OPEC+ announces 50 percent increase in oil output for July and August
OPEC+ nations on Thursday agreed to increase oil output by about 50 percent for the next two months after initially standing by a 400,000-barrel release.
Ministers announced an agreement to increase output in July and August by 648,000 barrels a day in July and August.
Gas prices in the U.S. saw another spike heading into the Memorial Day holiday, while across the Atlantic, European Union members reached an agreement on banning Russian oil imports in response to the country’s invasion of Ukraine. As recently as earlier Thursday morning, U.S. prices hit another record average high of $4.71 a gallon.

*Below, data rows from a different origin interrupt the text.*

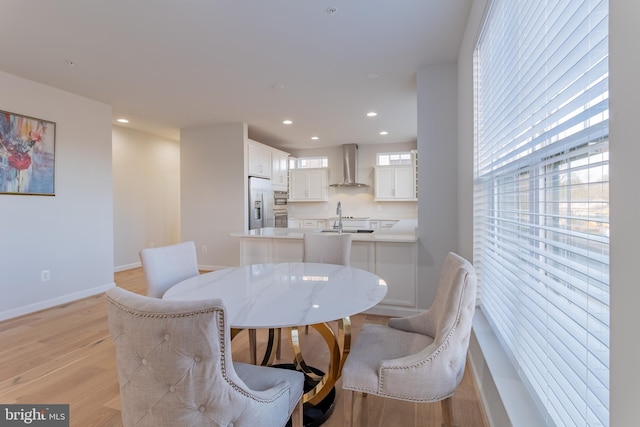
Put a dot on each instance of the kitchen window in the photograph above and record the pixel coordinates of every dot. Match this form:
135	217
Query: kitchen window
394	159
541	199
308	162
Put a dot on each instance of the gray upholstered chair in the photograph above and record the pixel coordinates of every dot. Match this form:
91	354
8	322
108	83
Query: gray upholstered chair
327	248
419	358
167	265
175	368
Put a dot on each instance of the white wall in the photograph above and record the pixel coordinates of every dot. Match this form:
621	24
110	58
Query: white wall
213	191
624	63
146	194
355	201
437	174
71	233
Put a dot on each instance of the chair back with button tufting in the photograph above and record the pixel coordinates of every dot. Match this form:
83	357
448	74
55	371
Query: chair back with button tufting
175	368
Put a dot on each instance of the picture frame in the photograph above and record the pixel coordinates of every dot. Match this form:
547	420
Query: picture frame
27	155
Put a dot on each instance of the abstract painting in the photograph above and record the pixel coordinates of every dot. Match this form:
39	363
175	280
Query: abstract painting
27	155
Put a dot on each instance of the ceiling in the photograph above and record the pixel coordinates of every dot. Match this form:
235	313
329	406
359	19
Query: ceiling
169	64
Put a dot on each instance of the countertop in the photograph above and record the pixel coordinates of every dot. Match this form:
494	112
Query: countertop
403	232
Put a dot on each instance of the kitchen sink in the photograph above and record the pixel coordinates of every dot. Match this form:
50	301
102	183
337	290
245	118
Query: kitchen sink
331	230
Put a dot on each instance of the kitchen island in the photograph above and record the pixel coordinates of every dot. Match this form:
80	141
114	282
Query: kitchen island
391	254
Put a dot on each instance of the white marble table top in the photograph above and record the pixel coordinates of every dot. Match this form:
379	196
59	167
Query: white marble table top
285	294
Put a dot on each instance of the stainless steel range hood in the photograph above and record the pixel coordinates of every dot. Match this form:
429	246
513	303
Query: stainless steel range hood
349	167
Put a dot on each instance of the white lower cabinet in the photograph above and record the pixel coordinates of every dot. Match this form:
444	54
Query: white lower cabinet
395	262
363	256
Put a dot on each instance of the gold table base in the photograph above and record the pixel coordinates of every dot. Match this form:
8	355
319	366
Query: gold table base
339	347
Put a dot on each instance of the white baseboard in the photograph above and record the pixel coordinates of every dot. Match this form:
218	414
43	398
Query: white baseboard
42	305
119	268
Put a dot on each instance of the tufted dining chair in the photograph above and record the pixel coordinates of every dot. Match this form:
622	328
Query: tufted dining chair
419	358
167	265
175	368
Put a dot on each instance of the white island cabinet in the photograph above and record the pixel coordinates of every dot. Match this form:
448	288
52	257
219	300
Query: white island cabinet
393	257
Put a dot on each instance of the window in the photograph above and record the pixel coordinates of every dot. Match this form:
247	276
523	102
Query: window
393	159
308	162
541	199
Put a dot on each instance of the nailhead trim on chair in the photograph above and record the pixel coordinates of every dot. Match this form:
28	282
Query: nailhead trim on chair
432	356
221	339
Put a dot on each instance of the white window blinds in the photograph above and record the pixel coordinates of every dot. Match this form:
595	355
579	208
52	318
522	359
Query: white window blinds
541	199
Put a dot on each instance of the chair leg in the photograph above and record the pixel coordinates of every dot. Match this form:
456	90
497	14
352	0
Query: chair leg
447	411
252	347
296	416
348	407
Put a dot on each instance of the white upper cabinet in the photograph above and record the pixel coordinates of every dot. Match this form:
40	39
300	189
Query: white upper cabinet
395	183
279	170
259	156
309	185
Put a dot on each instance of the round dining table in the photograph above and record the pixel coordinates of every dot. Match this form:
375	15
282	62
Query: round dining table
287	296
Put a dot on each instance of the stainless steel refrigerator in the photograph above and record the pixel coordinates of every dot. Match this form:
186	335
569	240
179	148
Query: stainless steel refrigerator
260	203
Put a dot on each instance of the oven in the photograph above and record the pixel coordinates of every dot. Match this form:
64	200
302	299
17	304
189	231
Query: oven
281	219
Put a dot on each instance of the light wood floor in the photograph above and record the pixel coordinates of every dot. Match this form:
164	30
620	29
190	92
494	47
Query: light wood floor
65	355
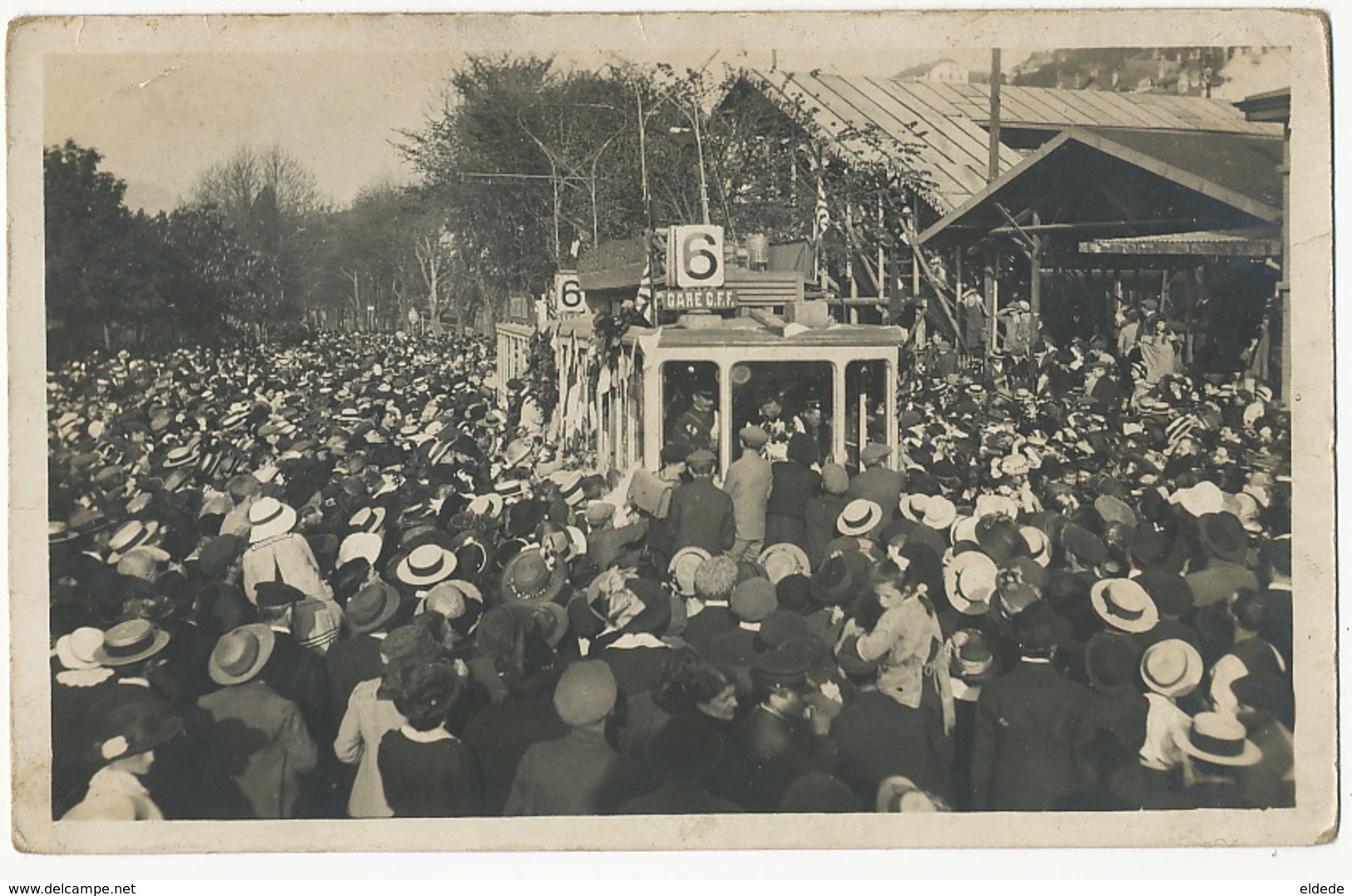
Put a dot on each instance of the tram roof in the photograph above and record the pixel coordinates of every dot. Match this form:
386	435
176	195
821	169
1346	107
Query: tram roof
750	333
745	333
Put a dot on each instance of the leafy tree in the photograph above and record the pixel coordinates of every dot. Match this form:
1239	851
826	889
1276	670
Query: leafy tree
87	230
268	199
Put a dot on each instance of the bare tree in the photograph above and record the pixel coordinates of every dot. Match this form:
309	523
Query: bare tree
252	179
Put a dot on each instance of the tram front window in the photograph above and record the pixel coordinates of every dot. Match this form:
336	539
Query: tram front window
690	404
865	415
785	398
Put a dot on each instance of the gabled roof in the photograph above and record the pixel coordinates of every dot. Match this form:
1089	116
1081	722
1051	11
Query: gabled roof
1226	175
948	121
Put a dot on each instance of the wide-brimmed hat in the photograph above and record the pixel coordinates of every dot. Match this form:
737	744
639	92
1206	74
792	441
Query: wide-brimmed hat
913	506
490	506
530	576
1124	604
990	504
836	579
1218	738
129	642
999	538
1201	499
940	512
1171	593
586	692
1224	536
426	565
963	530
517	452
1110	662
372	607
268	517
367	545
131	729
368	519
1114	510
783	560
472	554
971	580
79	649
241	655
971	658
183	456
129	537
1038	545
859	517
753	601
1171	668
683	567
450	597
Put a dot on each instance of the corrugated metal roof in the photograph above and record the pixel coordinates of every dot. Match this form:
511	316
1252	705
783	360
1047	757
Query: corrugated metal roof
1228	176
1194	242
948	121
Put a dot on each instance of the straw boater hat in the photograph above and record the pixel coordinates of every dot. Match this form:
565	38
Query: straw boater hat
426	565
1218	738
940	512
859	517
1171	668
270	517
530	576
490	506
1038	545
129	642
183	456
785	560
129	537
241	655
372	607
79	649
913	506
969	580
368	519
683	567
963	530
360	545
1124	604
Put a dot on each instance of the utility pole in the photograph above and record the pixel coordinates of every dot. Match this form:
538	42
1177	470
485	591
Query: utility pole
994	169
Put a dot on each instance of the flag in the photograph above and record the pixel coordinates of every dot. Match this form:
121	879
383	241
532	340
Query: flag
644	300
821	215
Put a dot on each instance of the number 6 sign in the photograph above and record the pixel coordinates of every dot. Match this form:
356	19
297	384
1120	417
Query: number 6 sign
569	294
696	255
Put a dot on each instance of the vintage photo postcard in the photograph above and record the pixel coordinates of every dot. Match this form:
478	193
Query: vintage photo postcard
671	432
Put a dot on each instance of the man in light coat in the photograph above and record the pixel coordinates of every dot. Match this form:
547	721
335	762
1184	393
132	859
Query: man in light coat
748	484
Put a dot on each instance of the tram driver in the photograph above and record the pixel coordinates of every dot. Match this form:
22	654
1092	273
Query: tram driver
696	426
776	426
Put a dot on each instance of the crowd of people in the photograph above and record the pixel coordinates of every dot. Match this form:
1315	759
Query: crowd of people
339	580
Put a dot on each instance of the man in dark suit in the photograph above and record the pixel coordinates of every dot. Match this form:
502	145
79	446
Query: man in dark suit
357	658
294	672
878	483
1032	726
878	737
701	512
255	745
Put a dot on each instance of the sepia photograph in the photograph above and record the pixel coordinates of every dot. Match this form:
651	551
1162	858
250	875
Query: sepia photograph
759	426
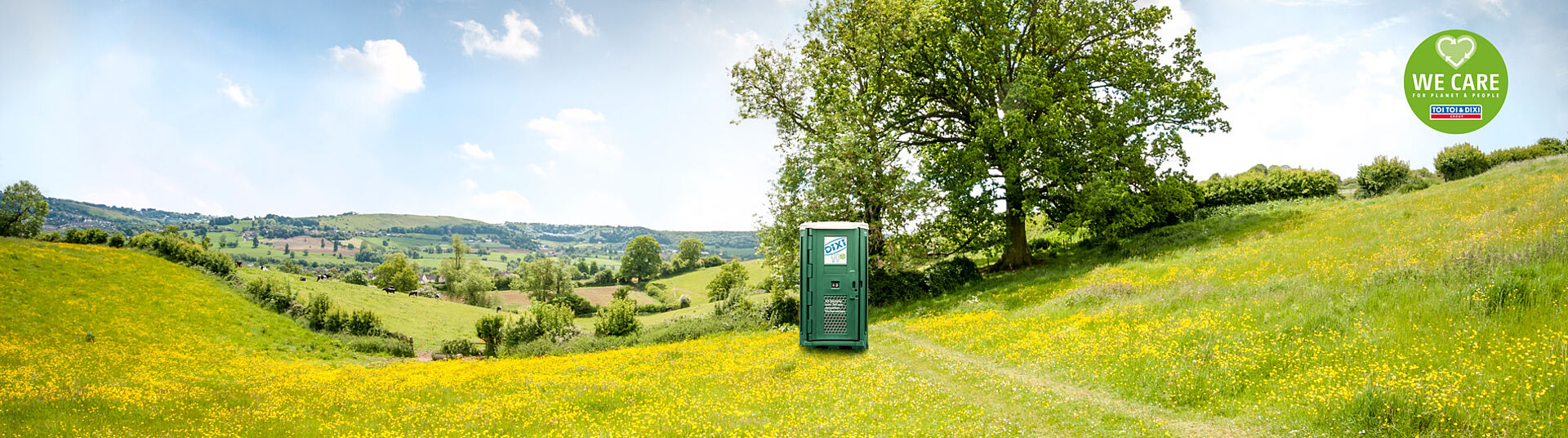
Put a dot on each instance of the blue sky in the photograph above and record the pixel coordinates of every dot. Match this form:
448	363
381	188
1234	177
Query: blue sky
612	112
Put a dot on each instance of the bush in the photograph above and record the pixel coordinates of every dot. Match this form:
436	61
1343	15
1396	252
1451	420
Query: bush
458	347
1460	162
1552	145
576	303
1258	187
182	250
893	286
617	319
1382	177
397	347
315	311
949	275
782	310
272	294
356	277
1518	154
490	330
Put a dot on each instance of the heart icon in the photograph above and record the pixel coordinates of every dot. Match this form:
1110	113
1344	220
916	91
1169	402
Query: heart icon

The move represents a reversal after the oil-producing nations had previously refused to budge on output, even after oil prices soared following Russia’s invasion of Ukraine. On May 5, its second most recent meeting, OPEC+ announced it would stick to the 400,000-barrel figure in the wake of the initial EU sanction announcements.
Russia, a member of the OPEC+ bloc of oil-producing countries that are aligned with OPEC but not members, has also seen its production fall amid international sanctions. Russia is the world’s third-largest oil producer, behind the U.S. and Saudi Arabia. OPEC+ data indicated crude production in Russia fell by nearly 9 percent in April, before the EU announcement but after numerous international sanctions, including an American import ban.
The Biden administration had previously appealed to Saudi Arabia, the de facto leader of OPEC, to produce more to handle the energy crunch in the U.S., but to no avail.
White House press secretary Karin Jean-Pierre said in a statement Thursday the U.S. “welcomes” the news.
“This announcement accelerates the end of the current quota arrangement that has been in place since July of last year and brings forward the monthly production increase that was previously planned to take place in September,” she said.
It remains to be seen how the increase will affect gas prices, if at all. Saudi officials argued in May an increase would have no effect. Energy Minister Abdulaziz bin Salman, defending that month’s smaller increase, said there remain “physical impediments that no producer can solve.”